Il la retint un instant, profitant de l'instant puis la poussa sous les cris horrifiés des spectateurs impuissants. Il y eut un grand bruit lorsqu'elle heurta le sol avec violence. Il se tourna alors vers Chloé mais Allie ne pouvait pas le laisser faire, pas en sachant.

- Chloé n'est pour rien dans tout ça ! laissez la, je vous en prie.

- Vous étiez toutes là et vous n'avez rien fait. Vous êtes aussi coupables que Maria.

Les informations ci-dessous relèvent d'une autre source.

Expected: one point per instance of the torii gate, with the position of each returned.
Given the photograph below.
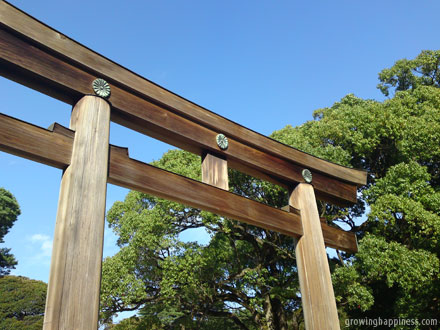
(100, 90)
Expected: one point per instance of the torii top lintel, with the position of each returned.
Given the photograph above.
(37, 56)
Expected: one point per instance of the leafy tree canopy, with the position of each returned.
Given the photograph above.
(9, 211)
(22, 302)
(247, 276)
(409, 74)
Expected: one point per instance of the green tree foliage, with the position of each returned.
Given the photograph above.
(9, 211)
(405, 74)
(22, 302)
(247, 275)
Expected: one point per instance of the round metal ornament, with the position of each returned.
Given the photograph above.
(222, 141)
(307, 175)
(101, 88)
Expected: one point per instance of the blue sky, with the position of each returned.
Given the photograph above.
(263, 64)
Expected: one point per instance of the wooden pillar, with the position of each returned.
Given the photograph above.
(215, 171)
(75, 273)
(317, 296)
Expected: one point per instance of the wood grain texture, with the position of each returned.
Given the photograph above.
(32, 142)
(143, 116)
(92, 62)
(215, 171)
(53, 147)
(317, 296)
(132, 174)
(333, 237)
(75, 273)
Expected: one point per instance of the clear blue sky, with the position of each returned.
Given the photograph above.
(263, 64)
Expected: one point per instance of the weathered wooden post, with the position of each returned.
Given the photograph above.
(75, 273)
(317, 296)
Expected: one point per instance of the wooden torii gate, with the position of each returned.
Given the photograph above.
(100, 90)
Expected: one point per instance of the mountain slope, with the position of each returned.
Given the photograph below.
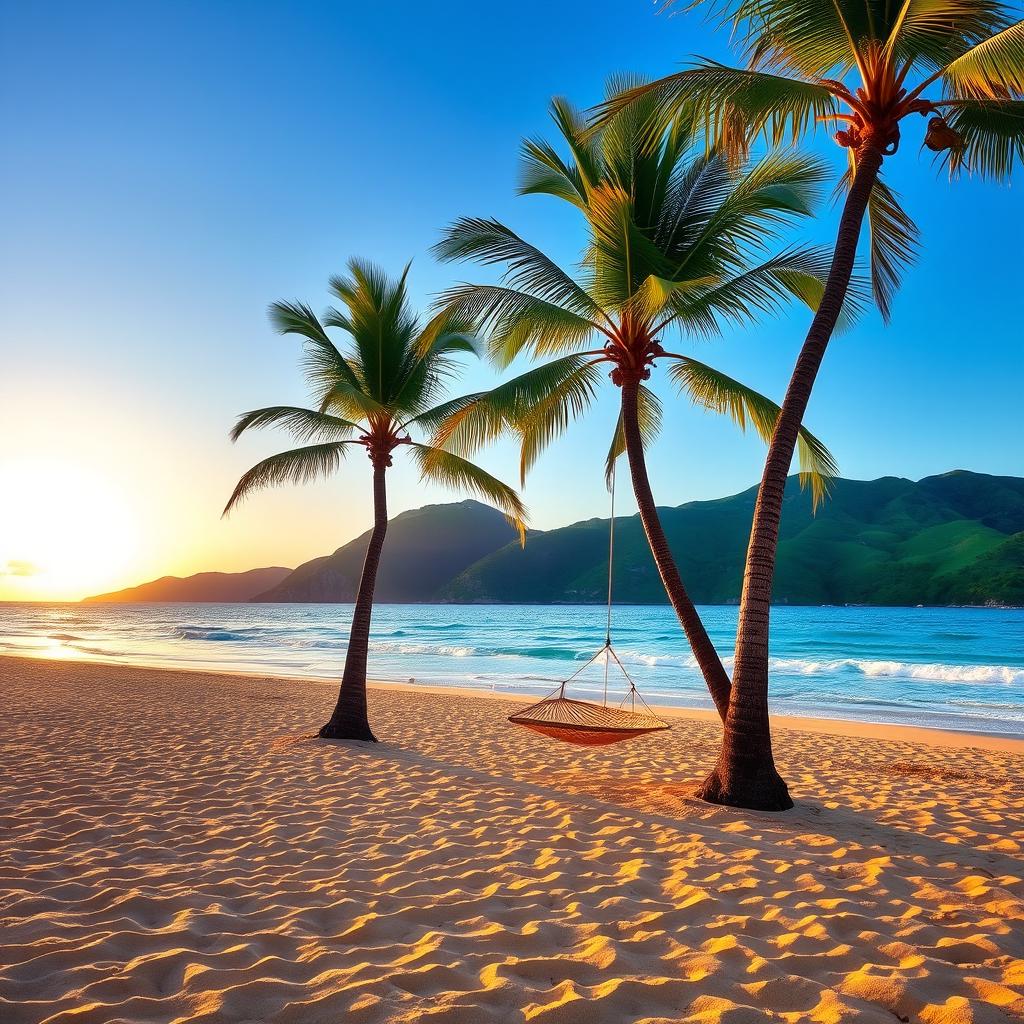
(214, 587)
(425, 549)
(952, 539)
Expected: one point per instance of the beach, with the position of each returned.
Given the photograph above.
(177, 847)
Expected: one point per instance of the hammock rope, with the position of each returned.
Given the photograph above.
(585, 722)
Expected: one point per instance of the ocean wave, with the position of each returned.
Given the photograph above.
(875, 669)
(211, 633)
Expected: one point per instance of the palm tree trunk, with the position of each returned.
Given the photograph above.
(704, 650)
(745, 775)
(349, 720)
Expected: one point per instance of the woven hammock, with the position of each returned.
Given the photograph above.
(585, 722)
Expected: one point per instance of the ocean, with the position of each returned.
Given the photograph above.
(957, 669)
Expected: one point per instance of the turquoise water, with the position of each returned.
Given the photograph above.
(942, 668)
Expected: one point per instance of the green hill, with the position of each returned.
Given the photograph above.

Il attrapa alors Chloé, qui n'arrivait même pas à respirer sous le coup de la terreur. Un étrange reflet fit tourner la tête trente secondes d'Allie et elle les vit : les policiers étaient sur le toit mais il était trop tard. Elle était déjà à deux doigts d'être projeté dans le vide.


Allie ne réfléchit pas, seul l'instinct la guida. Elle se jeta sur Jack, l'entraînant avec elle dans sa chute tandis que les policiers tiraient sur les trois autres.


Chloé s'écroula à terre, ne réalisant pas ce qu'il venait de se passer. Sa meilleure amie venait de lui sauver la vie, au détriment de la sienne. Elle se mit à sangloter, se tenant le ventre, où poussait son futur enfant. Allie le savait, elle le lui avait dit dès que le test de grossesse s'était révélé positif. Elle l'avait sauvé pour le bébé et elle ne pourrait jamais assez la remercier pour cela. Toute sa vie, elle vivrait avec ce poids, savoir qu'une personne avait sacrifié sa vie pour en sauver deux autres.


Elle ne voulait pas voir les corps de ses amies, aussi, elle s'éloigna, aidée par les pompiers, fermant les yeux une fois arrivés sur la place centrale. Elle entendait les cris, les sanglots et une voix en particulier. Mon Dieu, faîtes qu'il ne l'ait pas vu tomber... Un instant alors, elle ouvrit les yeux et observa le visage ravagé de Pierre tandis que les policiers recouvraient le corps meurtri de sa petite amie d'un drap blanc, qui se teinta aussitôt de rouge. Le spectacle était insoutenable. Et le pire n'avait pas encore été totalement découvert. Car dans la mort, ils leur réservaient encore une dernière surprise.